= Belgian units of measurement =

Units of measurement used in Belgium

Before it adopted the metric system in 1816, the area that now constitutes Belgium used a number of units of measurement to measure different types of quantities including length, mass, and area. Since 1820, the International System of Units has been compulsory in Belgium. When the metric system began to be used in Belgium, different names were used for some of its units.

== Pre-metric units ==
Before 1820, different units were used in the area that now constitutes Belgium. Belgium became an independent country in 1830.

===Length===

One perche was equal to 6.497 m. One pied was equal to 1/20 perche.

===Mass===

A number of units were used to measure mass in Belgium. One livre was equal to 489.5 g.

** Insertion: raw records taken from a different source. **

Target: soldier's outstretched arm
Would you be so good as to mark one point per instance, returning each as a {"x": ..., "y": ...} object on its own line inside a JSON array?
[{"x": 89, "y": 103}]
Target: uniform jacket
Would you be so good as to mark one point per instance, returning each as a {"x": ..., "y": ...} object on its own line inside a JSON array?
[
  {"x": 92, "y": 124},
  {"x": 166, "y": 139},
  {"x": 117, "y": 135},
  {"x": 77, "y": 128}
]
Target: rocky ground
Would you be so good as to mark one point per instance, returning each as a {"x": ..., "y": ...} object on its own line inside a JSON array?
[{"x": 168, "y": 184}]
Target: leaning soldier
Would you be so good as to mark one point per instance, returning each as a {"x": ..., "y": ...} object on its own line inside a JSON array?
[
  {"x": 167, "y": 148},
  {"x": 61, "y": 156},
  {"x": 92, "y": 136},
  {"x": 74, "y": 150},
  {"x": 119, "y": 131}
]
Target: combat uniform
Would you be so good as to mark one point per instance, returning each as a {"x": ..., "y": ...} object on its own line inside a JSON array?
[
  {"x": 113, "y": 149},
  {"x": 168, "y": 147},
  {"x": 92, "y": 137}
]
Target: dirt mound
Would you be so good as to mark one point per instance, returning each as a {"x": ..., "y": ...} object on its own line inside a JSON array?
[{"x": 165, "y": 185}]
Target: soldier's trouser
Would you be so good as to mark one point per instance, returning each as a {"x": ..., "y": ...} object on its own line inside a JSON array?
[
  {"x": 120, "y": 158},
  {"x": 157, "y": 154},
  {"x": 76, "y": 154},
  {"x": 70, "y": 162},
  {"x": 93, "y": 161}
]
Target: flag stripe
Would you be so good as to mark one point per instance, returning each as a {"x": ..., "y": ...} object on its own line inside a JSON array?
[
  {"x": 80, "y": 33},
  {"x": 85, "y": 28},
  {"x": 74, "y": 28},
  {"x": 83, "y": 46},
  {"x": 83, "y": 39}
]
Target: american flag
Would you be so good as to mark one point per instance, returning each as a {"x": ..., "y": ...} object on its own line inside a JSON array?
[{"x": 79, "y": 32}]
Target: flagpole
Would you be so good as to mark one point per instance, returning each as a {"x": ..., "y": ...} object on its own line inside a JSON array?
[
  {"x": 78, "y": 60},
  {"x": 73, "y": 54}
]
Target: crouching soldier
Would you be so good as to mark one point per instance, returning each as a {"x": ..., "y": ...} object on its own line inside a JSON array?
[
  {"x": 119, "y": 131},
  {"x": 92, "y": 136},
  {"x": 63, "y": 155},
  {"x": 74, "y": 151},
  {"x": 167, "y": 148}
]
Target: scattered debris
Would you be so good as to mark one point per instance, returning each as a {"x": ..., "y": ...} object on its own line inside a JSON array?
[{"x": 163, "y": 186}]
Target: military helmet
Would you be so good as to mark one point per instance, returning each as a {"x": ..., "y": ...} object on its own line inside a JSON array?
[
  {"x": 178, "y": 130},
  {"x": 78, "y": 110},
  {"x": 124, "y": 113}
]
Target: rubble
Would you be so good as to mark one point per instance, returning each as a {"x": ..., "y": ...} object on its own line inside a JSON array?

Some other units are provided below:

- 1 loth = 1/32 livre
- 1 once = 1/16 livre
- 1 marc 1/2 livre
- 1 stein = 8 livre
- 1 quintal = 100 livre
- 1 chariot = 165 livre
- 1 balle = 200 livre
- 1 schiffpfund = 300 livre
- 1 charge = 400 livre

===Area===

One arpent was equal to 400 square perche (130.6 a)

==Metric units==

In the starting era of the metric system in Belgium other names were used for metric units, including aune for metre, litron for litre, livre for kilogram, once for hectogram, lood for decigram, and wigtje for gram.